Ukraine is only the latest in a series of traumas. Over the last two decades, the encroachment of the West on former Soviet territory, the expansion of NATO into the Baltics, and perceived dilution of Russian traditional culture by globalization all reproduced the humiliation of the collapse of the Soviet Union. All of this arouses anxieties in Russian society, which are alleviated through attempts to reconsolidate Russia’s national identity: fervent patriotism, the fear of encroaching “fascism,” calls for vigilance against fifth columnists and traitors, the reassertion of Russian traditional culture against the decadent and corrupt West, and the urgent need for a Russian national idea. All of these reactions are the initial trauma of Soviet collapse displaced on new dangers. Given all this, it’s no coincidence that a group of politicians want Mikhail Gorbachev investigated for his role in the collapse of the Soviet Union. 

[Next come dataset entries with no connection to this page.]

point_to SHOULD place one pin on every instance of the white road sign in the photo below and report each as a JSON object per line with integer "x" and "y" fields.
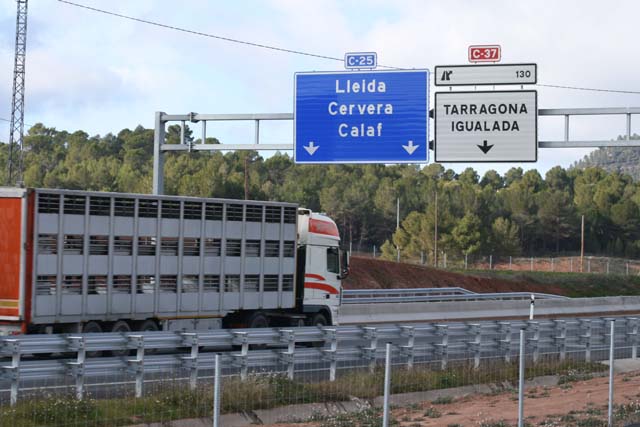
{"x": 499, "y": 74}
{"x": 499, "y": 126}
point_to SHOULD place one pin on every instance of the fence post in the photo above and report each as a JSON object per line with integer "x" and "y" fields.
{"x": 612, "y": 339}
{"x": 521, "y": 381}
{"x": 387, "y": 386}
{"x": 216, "y": 392}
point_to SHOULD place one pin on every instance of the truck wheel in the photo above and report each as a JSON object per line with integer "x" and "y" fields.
{"x": 258, "y": 320}
{"x": 122, "y": 327}
{"x": 92, "y": 328}
{"x": 319, "y": 319}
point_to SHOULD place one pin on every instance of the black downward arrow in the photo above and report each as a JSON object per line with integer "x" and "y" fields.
{"x": 484, "y": 147}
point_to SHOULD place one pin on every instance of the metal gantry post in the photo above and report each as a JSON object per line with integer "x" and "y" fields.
{"x": 137, "y": 365}
{"x": 408, "y": 350}
{"x": 12, "y": 347}
{"x": 369, "y": 353}
{"x": 442, "y": 348}
{"x": 190, "y": 339}
{"x": 76, "y": 368}
{"x": 288, "y": 336}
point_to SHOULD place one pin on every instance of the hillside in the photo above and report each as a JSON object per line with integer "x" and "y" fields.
{"x": 614, "y": 159}
{"x": 368, "y": 273}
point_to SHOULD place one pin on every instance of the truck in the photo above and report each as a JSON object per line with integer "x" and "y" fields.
{"x": 81, "y": 261}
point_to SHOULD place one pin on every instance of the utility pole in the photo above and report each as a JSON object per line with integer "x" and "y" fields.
{"x": 398, "y": 225}
{"x": 246, "y": 178}
{"x": 435, "y": 233}
{"x": 582, "y": 247}
{"x": 16, "y": 128}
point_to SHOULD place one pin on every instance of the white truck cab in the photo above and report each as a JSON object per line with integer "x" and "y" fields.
{"x": 322, "y": 266}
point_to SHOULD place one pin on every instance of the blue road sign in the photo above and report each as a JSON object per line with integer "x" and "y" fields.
{"x": 362, "y": 117}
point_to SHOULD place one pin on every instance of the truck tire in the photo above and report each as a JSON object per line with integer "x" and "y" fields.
{"x": 258, "y": 320}
{"x": 92, "y": 328}
{"x": 122, "y": 327}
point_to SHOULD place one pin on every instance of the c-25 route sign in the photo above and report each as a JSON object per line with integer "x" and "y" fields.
{"x": 361, "y": 117}
{"x": 497, "y": 126}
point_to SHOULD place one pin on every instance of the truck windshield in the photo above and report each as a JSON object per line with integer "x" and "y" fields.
{"x": 333, "y": 261}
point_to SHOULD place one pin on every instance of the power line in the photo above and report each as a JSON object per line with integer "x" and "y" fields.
{"x": 292, "y": 51}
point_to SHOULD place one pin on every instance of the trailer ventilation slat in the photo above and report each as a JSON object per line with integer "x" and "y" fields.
{"x": 146, "y": 284}
{"x": 252, "y": 248}
{"x": 234, "y": 212}
{"x": 232, "y": 283}
{"x": 192, "y": 210}
{"x": 124, "y": 207}
{"x": 99, "y": 206}
{"x": 48, "y": 203}
{"x": 290, "y": 215}
{"x": 287, "y": 283}
{"x": 47, "y": 244}
{"x": 271, "y": 283}
{"x": 251, "y": 283}
{"x": 272, "y": 248}
{"x": 74, "y": 205}
{"x": 146, "y": 246}
{"x": 211, "y": 283}
{"x": 171, "y": 209}
{"x": 213, "y": 211}
{"x": 254, "y": 213}
{"x": 147, "y": 208}
{"x": 46, "y": 285}
{"x": 234, "y": 247}
{"x": 189, "y": 283}
{"x": 273, "y": 214}
{"x": 212, "y": 247}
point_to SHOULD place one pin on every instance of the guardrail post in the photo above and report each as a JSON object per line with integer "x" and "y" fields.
{"x": 443, "y": 347}
{"x": 288, "y": 336}
{"x": 560, "y": 338}
{"x": 12, "y": 372}
{"x": 136, "y": 365}
{"x": 504, "y": 344}
{"x": 475, "y": 330}
{"x": 408, "y": 349}
{"x": 369, "y": 353}
{"x": 330, "y": 354}
{"x": 76, "y": 369}
{"x": 240, "y": 359}
{"x": 633, "y": 336}
{"x": 190, "y": 339}
{"x": 535, "y": 340}
{"x": 586, "y": 338}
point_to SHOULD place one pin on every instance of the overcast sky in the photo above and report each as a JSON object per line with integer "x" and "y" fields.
{"x": 101, "y": 74}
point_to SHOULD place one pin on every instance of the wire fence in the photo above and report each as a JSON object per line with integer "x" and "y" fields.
{"x": 560, "y": 264}
{"x": 454, "y": 378}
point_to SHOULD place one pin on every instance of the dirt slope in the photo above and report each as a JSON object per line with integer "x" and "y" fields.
{"x": 368, "y": 273}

According to psychologists, one the cardinal symptoms of trauma is hyperarrousal. This is when the traumatized person lives on permanent alert fearing danger might return at any moment. The victim startles easily, reacts intensely to small provocations, and exhibits vigilance in the face of danger. On the societal level, this results from an event that shatters the bonds of social life and damages the sense of community. One way to overcome this state is to excise those representing threats and reconstitute the sinews of community through solidarity. As the psychologist Judith Herman writes in Trauma and Recovery: The Aftermath of Violence—from Domestic Abuse to Political Terror, “The solidarity of a group provides the strongest protection against terror and despair, and the strongest antidote to traumatic experience. Trauma isolates; the group re-creates a sense of belonging.” Through these misguided and over-the-top reactions, Russia, as a traumatized society, is simply attempting to recreate a sense of belonging as a nation in order to heal.

Given this, how should the West respond? In a way, trauma only makes the West’s relationship with Russia more precarious. Seeing Russia as a traumatized society can help us understand its perspective. In this sense, Putin is living “in another world,” as German Chancellor Angela Merkel put it—a world where reality is governed by existential threats. But isolating Russia will only feed its traumatic responses. At the same time, Russia should not be excused for its behavior simply because of the trauma it endured; understanding its perspective does not mean condoning it. Whichever course of treatment the West chooses must have one desired result: to convince Russia that, as Yegor Gaidar stated, “the dreams of returning to another era are illusionary.”